Abidjan, the city known as "the Paris of Africa" is the thriving capital of West Africa's most prosperous country - the Ivory Coast.
Abidjan, the city known as "the Paris of Africa" is the thriving capital of West Africa's most prosperous country - the Ivory Coast. The modern apartments and office buildings rising over the tree-lined boulevards reflect the progress in the former French colony which celebrates ten years of independence on August 7.
The four-and-a-half million people of Ivory Coast, under the leadership of President Houphouet Boigny, will also be celebrating one of Africa's success stories.
The prosperity of the country is due to a remarkable rise in exports - a four-fold increase in the last ten years, and the favourable climate for foreign investment.

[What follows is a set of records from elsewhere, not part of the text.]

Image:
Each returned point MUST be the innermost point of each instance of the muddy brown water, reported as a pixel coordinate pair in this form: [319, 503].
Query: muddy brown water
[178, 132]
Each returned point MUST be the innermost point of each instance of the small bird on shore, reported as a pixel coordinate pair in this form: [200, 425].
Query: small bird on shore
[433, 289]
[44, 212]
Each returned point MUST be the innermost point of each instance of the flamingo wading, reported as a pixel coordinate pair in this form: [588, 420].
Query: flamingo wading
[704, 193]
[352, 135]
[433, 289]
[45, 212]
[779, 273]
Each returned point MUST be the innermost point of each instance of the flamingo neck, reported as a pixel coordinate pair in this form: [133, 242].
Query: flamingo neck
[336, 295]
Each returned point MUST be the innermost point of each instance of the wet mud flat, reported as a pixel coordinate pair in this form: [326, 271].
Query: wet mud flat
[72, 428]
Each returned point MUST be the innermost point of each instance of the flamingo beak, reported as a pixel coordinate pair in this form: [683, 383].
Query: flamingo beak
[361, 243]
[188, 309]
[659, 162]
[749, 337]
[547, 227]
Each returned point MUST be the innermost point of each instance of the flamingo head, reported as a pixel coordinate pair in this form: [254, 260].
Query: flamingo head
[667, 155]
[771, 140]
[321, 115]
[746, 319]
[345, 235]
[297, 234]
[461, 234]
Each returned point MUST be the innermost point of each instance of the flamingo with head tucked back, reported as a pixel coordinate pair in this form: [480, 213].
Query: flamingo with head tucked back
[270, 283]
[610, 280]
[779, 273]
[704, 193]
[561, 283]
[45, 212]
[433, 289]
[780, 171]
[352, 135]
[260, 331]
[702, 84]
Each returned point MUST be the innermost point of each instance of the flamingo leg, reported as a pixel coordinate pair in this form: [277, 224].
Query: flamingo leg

At Abidjan port, the largest in French-speaking Africa, the docks are being extended to cope with increasing trade. As an exporting country, Ivory Coast ranks third in the world as a coffee producer, and fourth in cocoa sales. Half of the nation's work force earns its income from these crops. In recent years exports of tropical woods, particularly mahogany have risen rapidly.
Coffee, cocoa and wood account for about 70% of all exports with bananas, palm oil, pineapples, rubber, cola nuts and cotton making up most of the rest of products sold overseas.
In the home market light industry has been extensively developed. One factor of this growth is the Ivory Coast's favourable tax concessions to foreign investors bringing industry to the country.
As well as producing for export, the light industry makes consumer products available for the home market, this largely negating imports of these items.
Among mechanical and electrical industries, motor vehicle assembly plants are the major employers. The Japanese firm, Toyota and French Renault, are two of the car manufacturers with plants in Abidjan. The American firm, Union Carbide, make batteries - an important item in a country increasingly demanding modern appliances.
Although not an oil producer itself, Ivory Coast has built a refinery with French assistance. The refinery satisfies much of the local need for oil products.
The pineapple canning industry is another indication of the important role foreign investment plays in the Ivory Coast. The plant near Grand Bassam is financed by West Germany and uses Hawaiin canning machinery made in Britain. Ivory Coast is the world's fifth largest pineapple exporter.
Tourism is also hoped to be a future major source of overseas funds. Hotels are being built, and local resources being expanded to lure visitors to the African sunshine and golden beaches of the Ivory Coast.